From pv magazine USA
The US Energy Department’s Sandia National Laboratories has created a global archive of concentrated solar power (CSP) documents, which it is making fully accessible to the public.
Sandia has been studying utility-scale solar power since the 1960’s. Its National Solar Thermal Test facility was commissioned in 1978, spurred by the oil crisis of 1973. Documents detailing the design, construction, and research conducted at the multi-megawatt CSP facility had been shelved in backrooms and basements.
CSP uses large mirrors to concentrate sunlight onto a receiver tower to generate electricity.
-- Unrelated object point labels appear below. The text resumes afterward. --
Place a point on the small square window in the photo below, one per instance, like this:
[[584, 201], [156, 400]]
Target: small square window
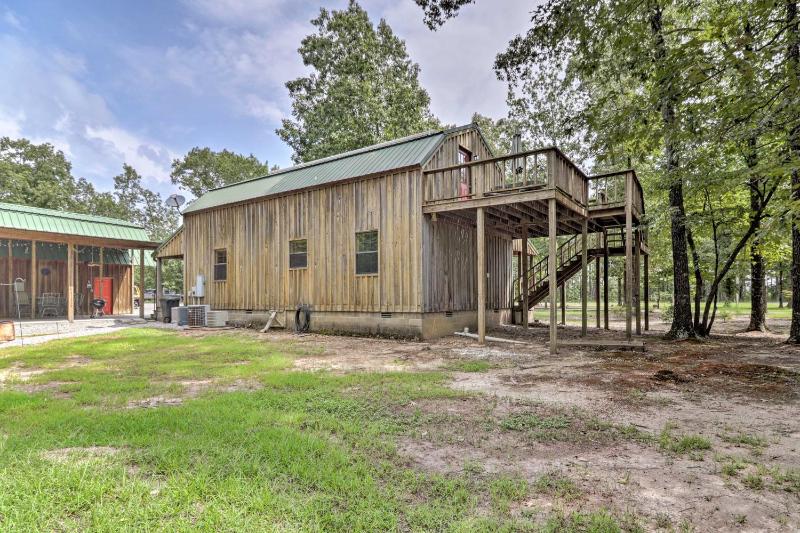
[[220, 265], [367, 252], [298, 253]]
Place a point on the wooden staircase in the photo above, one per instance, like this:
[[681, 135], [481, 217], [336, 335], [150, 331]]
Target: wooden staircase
[[568, 263]]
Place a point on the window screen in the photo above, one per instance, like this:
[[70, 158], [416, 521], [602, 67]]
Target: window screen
[[367, 252], [220, 265], [298, 253]]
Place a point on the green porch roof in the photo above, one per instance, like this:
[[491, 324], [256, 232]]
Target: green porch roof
[[400, 153], [48, 251], [25, 218]]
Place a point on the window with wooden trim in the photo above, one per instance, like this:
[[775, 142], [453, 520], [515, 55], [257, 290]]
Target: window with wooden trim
[[220, 265], [367, 252], [298, 253], [464, 187]]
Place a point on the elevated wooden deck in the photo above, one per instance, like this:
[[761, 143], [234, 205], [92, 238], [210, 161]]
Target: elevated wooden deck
[[541, 193]]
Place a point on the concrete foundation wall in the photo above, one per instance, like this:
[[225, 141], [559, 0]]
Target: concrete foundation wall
[[415, 325]]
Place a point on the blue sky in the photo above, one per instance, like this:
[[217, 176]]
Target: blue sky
[[142, 82]]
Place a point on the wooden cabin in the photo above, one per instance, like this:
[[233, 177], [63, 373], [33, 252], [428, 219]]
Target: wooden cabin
[[383, 240], [53, 263]]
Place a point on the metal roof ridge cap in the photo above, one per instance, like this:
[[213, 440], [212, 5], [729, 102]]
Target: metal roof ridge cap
[[71, 215], [335, 157]]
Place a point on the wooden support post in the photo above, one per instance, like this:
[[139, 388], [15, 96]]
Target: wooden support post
[[141, 283], [628, 254], [525, 280], [637, 277], [605, 279], [597, 289], [34, 280], [159, 291], [70, 282], [584, 276], [10, 311], [551, 273], [647, 292], [480, 238]]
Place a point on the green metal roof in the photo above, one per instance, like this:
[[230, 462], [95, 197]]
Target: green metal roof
[[400, 153], [48, 251], [21, 217]]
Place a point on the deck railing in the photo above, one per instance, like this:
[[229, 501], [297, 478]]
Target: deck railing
[[546, 168], [608, 190]]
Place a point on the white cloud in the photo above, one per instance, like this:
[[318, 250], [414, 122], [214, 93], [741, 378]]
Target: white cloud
[[150, 160], [58, 107], [246, 68], [10, 18], [11, 123]]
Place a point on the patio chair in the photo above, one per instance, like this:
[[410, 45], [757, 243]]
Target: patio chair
[[24, 302], [49, 305]]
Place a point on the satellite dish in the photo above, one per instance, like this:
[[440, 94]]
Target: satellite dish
[[175, 200]]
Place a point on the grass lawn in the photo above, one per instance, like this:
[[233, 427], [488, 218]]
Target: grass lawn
[[105, 434]]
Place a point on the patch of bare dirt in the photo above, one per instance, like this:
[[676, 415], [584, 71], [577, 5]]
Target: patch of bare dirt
[[79, 455], [731, 388]]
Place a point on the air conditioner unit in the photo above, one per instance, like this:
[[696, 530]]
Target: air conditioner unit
[[198, 315], [180, 316], [216, 319]]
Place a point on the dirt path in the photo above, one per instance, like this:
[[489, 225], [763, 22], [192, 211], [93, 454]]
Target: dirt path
[[612, 423]]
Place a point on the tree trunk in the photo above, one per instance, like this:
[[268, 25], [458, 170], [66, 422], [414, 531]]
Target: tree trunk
[[682, 325], [793, 53]]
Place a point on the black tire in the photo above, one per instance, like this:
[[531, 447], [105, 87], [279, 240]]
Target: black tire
[[302, 319]]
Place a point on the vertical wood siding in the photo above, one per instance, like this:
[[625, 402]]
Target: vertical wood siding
[[256, 236]]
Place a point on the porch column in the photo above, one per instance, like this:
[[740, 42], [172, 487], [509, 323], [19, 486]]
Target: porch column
[[628, 254], [597, 289], [551, 273], [637, 287], [34, 280], [159, 290], [647, 292], [605, 279], [10, 288], [584, 276], [70, 282], [141, 283], [525, 279]]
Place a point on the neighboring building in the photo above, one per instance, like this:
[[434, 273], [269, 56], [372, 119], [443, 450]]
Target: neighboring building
[[64, 260], [381, 239]]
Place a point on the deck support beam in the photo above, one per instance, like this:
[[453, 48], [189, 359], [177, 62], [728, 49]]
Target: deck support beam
[[551, 273], [71, 282], [525, 279], [34, 280], [159, 313], [584, 275], [605, 279], [638, 286], [647, 292], [480, 239], [141, 283], [597, 289], [628, 256]]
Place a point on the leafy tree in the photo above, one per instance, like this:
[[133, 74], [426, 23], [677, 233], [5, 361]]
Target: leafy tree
[[203, 169], [37, 175], [694, 96], [142, 206], [363, 90]]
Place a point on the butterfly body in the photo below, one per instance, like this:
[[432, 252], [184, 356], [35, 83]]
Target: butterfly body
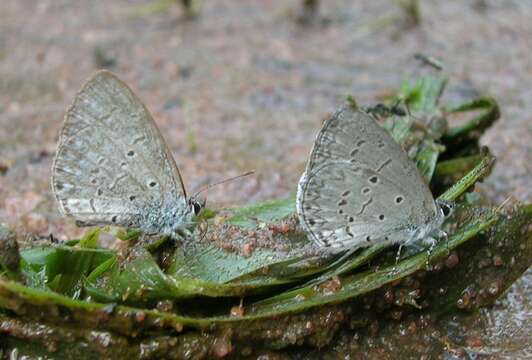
[[360, 188], [112, 165]]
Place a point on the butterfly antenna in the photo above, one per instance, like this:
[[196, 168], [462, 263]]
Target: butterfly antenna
[[223, 181]]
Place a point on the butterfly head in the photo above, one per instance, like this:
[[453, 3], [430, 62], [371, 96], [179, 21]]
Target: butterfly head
[[196, 204]]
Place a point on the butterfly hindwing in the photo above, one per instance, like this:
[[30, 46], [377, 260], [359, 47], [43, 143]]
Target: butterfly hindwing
[[112, 165], [359, 186]]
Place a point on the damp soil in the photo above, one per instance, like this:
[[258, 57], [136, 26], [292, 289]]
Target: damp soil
[[245, 86]]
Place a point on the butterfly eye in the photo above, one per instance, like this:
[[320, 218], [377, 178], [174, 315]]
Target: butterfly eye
[[445, 209]]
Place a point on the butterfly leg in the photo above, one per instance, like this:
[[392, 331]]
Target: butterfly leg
[[397, 257], [432, 243]]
Sandia’s team has spent the last few years cataloging the history of the technology, organizing reports, blueprints, photos, among other items.
“A lot of ‘what if’ questions can be answered if you look at what was documented back in the day,” said Ken Armijo, project lead and CSP researcher at Sandia.
In addition to tens of thousands of Sandia documents, the lab sourced information from collaborators in Australia, South Africa, Germany, and the U.S. Department of Energy.
Armijo said that successful research projects are often shared widely in the research community through peer-reviewed papers, presentations, and reports, but unsuccessful projects are often be shared more quietly and reluctantly. The knowledge of failures can be lost when a researcher retires, which may lead to the repeat of mistakes by new researchers. The archive aims to serve to address these knowledge gaps.
Some of the projects in the archive include the Solar One, a Sandia-led 10 MW CSP project that delivered power to Barstow, California from 1982 to 1986. It was upgraded in 1995 to the Solar Two, which used a high-temperature molten-salt receiver to store heat and convert it to electricity after the sun set.
Now, the lab has received a $25 million award from the DOE to build a third-generation, particle-based CSP plant with expanded storage capacity. Documents from the archive could inform the construction of the plant.
The archive project is funded by the Department of Energy Solar Technologies Office and was kicked off by Chuck Andraka, a retired Sandia engineer. Sandia said it is interested in creating archives for other renewable energy technologies, as well.